At some point, it becomes obvious it’s not about public health or safety, it’s about controlling other people.
That’s just lung cancer, though. I think heart disease is the biggest smoking-related cause of death, not least because that lung cancer chart shows numbers (44ish per 100,000) that would only account for less than half of the 480k deaths.
I think I’m doing that math right, corrections welcome: US Population = 329.5 million, 480k deaths caused by smoking = 145.7 smoking deaths per 100,000.
Right, but the problem is that those are the numbers that are used to justify actions taken now.
Lung related though includes other deaths. The risk of dying from both COVID and pneumonia in general is higher for smokers. There more, but I’m not a doctor.
Honestly, I hope the government has access to better studies and data than we do, because what I’m finding between Google and the CDC.gov site is less than useful. We need the baseball-reference people to take over gathering and reporting the statistics I think.
Am I doing this math right? Because if I then apply the same math to the entire world: 7.9 billion people, 8 million smoking deaths = 101.3 smoking deaths per 100,000.
Gee, that’s weird. I wonder why the US has half-again the smoking kill rate of the world as a whole? Developing countries have the highest rate of tobacco use; you’d think they’d have the bigger smoking kill numbers. (A staggering 74% of Chinese men smoke?! Holy fucking shit!)
Looks like in 2016, the United States was the 68th smokiest country:
Yet we have by far the highest reported smoking death numbers per capita.
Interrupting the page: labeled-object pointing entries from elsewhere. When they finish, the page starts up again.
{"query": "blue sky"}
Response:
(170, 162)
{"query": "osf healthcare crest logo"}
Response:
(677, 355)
Huh. (Actually, that’s an assumption. I can’t find a nice simple table showing different countries and their smoking deaths per capita.)
EDIT: Actually I did find sort of that but am having trouble reading it, and am rapidly losing interest. Suffice to say our paltry 145 is nowhere near the 400 at the top of the chart for the countries in Oceania.
This is not obvious to me. In fact, I find this post to be veering into conspiracy theory territory.
Previous restrictions on smoking were not about controlling people, they were about public health, and they have been very effective. I see no reason to think that this is not in the same vein.
Whether the number of menthol cigarette smokers who’d quit once their favorite additive was removed from cigarettes is several million or several hundred thousand, greatly lowering the incidence of chronic disease and death for that population seems justifiable.
I’d like to see evidence backing up this assertion. It sounds a lot like the pandemic deniers/minimizers who claim without supporting data that a massive number of deaths have been falsely attributed to Covid-19 when something else was purportedly responsible, and persons just coincidentally tested positive for the virus.
This is a bizarre throwback to the days of the first public smoking bans, when lots of smokers were insistent that the real reason behind bans was not to prevent disease, save on health care costs and protect people from the hazards of secondhand smoke, but to punish smokers, in part because we were jealous that they were having so much fun.
Usual Disclaimer: a good chunk of my income as a pathologist has come from diagnosing lung cancer and other diseases caused by smoking. Tobacco has been very very good to me. Pathologists now in practice would be reaping the “benefits” of smoking for decades to come, even if we could somehow magically make smoking disappear immediately.*
*I would advise pathologists in training with an interest in pulmonary pathology who might be discouraged by potential lost income from diagnosing smoking-related lung disease to cheer up. Financial benefits from diagnosing chronic lung ailments secondary to vaping will make up for some of that income.
What is the cutoff? How long after you quit until you’re no longer counted as a smoker? 15 years? (I did read that number once; sounded reasonable to me.)